I am not classically trained in journalism, not yet anyway. But if I had to prescribe a definition to journalism, it would be presenting the facts about a particular story in the most honest, factually correct way possible. I would say the point of journalism, in that regard, is to inform and educate an audience. We, as consumers of media, are effectively students with every article we put in front of our eyes. Like education, we are free to validate, question, and analyze all that we see. 

However, unlike teachers and professors, journalists and pundits are losing credibility over time. How can this be? 

Well, let’s look back in time a bit. The U.S., a few decades ago, had very few options in terms media outlet choices. Usually, there was only a few channels on TV, a few stations on the radio, and a few mainstream publications. News on TV was usually delivered in an evening hour long slot, delivering all the headlines from all over the world. There wasn’t much discrepancy between what the few, different outlets reported on and people tended to take it at face value because there was no way to dig deeper unless you wanted to collect hundreds of pounds of newspaper. In this world, we had respect for figures like Walter Cronkite and David Brinkley because they reported on the biggest stories and there weren’t a lot of other people who we could trust to discredit them. 

 

Now, look at today. We see a very different picture. 24-hour news networks dedicate non-stop coverage to issues of varying degrees of importance while bringing on dozens of pundits to discuss said news ad-nauseam. You also have the internet, which allows you to get your news from hundreds, to potentially thousands, of different sources (irony alert). And there is no feasible way to keep misinformation from spreading other than community policing. 

This makes it very difficult, from what was once a relatively simple information terrain to navigate. Of course, there is good and bad to this. The bad being that the truth becomes muddled in the vast array of news sources, but the good news is if you read enough these sources the definitive truth becomes easier to access. Look at Fox, CNN, and MSNBC. While all of them can be considered different in the news they consider important, the personality of their pundits, and the angles and scopes through which they view news stories, they all have to review the top stories of the day. In this you can cycle through the coverage and commentary of each to discover where the truth really lies. And because those sources can sometimes not cover all the news, independent media outlets like The Guardian, The Intercept, and The Daily Wire are available to look at stories that would otherwise not be published. 

In this, we can say news itself has not devolved, but due to the amount of content and the accessibility, it has become overwhelming, to say the least. Because of this, we must evolve. Evolve past our one channel, half-hour news slot days.

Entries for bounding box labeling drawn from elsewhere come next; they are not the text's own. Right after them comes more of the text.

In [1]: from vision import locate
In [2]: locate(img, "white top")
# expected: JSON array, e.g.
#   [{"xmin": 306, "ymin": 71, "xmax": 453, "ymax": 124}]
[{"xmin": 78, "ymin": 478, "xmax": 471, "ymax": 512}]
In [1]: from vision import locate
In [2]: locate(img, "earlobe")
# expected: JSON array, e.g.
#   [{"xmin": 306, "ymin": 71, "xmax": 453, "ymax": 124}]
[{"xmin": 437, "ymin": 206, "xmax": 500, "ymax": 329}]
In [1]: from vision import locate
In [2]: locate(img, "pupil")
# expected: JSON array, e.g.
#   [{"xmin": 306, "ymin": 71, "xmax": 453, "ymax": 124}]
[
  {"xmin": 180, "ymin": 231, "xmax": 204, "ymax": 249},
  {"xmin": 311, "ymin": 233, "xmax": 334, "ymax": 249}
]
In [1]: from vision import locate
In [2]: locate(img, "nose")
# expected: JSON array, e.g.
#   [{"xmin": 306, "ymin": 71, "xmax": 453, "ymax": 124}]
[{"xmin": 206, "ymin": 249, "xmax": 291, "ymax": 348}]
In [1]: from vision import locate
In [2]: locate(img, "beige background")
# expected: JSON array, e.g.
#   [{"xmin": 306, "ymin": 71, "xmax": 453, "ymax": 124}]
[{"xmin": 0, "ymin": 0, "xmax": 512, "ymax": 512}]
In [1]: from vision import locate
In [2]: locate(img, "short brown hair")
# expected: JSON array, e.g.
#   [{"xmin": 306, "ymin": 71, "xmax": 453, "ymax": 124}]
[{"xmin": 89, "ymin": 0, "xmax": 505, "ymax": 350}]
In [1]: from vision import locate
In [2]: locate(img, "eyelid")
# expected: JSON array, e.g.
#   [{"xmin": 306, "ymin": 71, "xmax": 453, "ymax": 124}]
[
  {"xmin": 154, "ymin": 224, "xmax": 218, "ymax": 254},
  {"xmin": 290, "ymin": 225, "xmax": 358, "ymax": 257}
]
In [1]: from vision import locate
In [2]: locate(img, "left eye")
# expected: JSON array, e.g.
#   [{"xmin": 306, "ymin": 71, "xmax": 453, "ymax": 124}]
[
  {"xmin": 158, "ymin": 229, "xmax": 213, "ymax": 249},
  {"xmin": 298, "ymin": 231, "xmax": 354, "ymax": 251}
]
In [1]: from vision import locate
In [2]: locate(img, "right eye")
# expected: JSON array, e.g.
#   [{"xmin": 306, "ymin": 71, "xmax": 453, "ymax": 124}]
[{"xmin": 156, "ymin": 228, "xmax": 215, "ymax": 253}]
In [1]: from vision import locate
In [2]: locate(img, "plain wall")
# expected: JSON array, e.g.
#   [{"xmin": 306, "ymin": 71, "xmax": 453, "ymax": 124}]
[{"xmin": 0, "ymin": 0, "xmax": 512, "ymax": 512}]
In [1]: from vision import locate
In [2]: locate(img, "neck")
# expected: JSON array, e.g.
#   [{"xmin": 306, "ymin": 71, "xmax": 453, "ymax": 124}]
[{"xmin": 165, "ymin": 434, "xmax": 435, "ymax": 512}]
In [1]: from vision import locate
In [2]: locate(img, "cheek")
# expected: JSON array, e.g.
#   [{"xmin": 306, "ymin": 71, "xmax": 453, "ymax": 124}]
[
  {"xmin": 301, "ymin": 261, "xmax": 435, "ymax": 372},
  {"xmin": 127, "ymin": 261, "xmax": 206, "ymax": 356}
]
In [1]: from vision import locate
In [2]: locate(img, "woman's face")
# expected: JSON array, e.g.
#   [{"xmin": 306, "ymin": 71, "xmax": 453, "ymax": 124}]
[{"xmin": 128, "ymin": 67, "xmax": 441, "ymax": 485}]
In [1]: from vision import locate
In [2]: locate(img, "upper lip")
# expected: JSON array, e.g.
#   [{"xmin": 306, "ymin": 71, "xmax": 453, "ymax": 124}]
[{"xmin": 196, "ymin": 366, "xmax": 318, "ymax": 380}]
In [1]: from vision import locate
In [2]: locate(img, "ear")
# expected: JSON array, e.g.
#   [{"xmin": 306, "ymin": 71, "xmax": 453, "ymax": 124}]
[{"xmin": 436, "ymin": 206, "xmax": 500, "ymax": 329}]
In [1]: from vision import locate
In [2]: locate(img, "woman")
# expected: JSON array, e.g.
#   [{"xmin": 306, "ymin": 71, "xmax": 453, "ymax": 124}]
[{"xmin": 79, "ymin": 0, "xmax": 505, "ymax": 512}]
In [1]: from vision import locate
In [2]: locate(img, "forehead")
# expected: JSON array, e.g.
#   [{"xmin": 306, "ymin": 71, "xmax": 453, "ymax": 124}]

We have to be willing to go to several places to educate ourselves before we can consider ourselves “informed citizens”. We also have to be willing to have a dialogue in person with each other about what we’ve learned and be willing to admit when we were wrong or misinformed about a subject. 

Let’s work to demand better. Better reporting, analysis, and commentary from our media, but let’s also demand better research from ourselves as well.